Kanchrapara has the Krishna-Raya Temple, dedicated to Lord Krishna, which is a point of attraction. Other attractions of the town include religious temples like the Dakat Kali Mandir and Station Kali Bari. There is Bager Mosque, oldest mosque in the district located in the Bag more in the town. Churches are found predominantly in the Kanchrapra Railway Workshop complex and in Jonepur. The Vishwakarma Puja is conducted in the Kanchrapara Railway Workshop every year with great pomp and splendour. Annual Cricket tournament, the Kanchrapara Premiere League (KPL), is held in the playground behind the Kanchrapara College during the winter.

==Education==

There is a college named Kanchrapara College under the University of Kalyani.

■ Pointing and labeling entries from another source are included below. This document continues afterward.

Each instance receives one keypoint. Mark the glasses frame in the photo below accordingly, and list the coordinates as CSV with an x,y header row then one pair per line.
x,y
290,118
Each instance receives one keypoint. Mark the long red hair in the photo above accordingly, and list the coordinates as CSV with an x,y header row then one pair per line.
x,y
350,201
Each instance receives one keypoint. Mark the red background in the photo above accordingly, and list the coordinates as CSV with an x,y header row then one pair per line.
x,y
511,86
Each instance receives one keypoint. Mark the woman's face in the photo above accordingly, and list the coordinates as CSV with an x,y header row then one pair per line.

Schools such as Kendriya Vidyalaya No.1 Kanchrapara and Kendriya Vidyalaya No.2 Kanchrapara are also present in the locality which are under the Ministry of Human Resource Development, Government of India. Other well known educational institutes are St.Joseph's School, Kanchrapara Harnett English Medium School (C.B.S.E), Kanchrapara Harnett High School for Boys, Kanchrapara Indian Girls' High School, Kanchrapara Municipal Politechnic High School, Kanchrapara Sharada Devi Uchcha Baalika Vidyalaya, Jonepur High School for Boys, Jonepur Girls School, Kanchrapara High School (W.B.B.S.E.), Kanchrapara Albatross School, Kanchrapara Shree Mandhari High School (H.S) (Hindi Medium), Kanchrapara Janta High School (H.S) (Hindi Medium), Kanchrapara Ram Prasad High School (H.S) (Hindi Medium).
Kanchrapara houses Indira Gandhi National Open University centre from where students can receive higher distance education at minimal costs.

==Healthcare==
Kanchrapara Railway Hospital functions with 220 beds and Shibani Arogya Niketan with 8 beds. Private health units include Night Angel Nursing Home, etc.
North 24 Parganas district has been identified as one of the areas where groundwater is affected by arsenic contamination.

==Cuisine==
Kanchrapara is well renowned for its sweets — especially its gujiya and traditionally cooked rosogolla.

==Notable people==
- Ishwar Chandra Gupta, renowned Bengali poet, was born at Rathtallah, Gram Kanchrapara.
- Tarak Nath Das, Indian Revolutionary and one of the first American Indians
- Mukul Roy, Indian politician of the All India Trinamool Congress hails from Kanchrapara.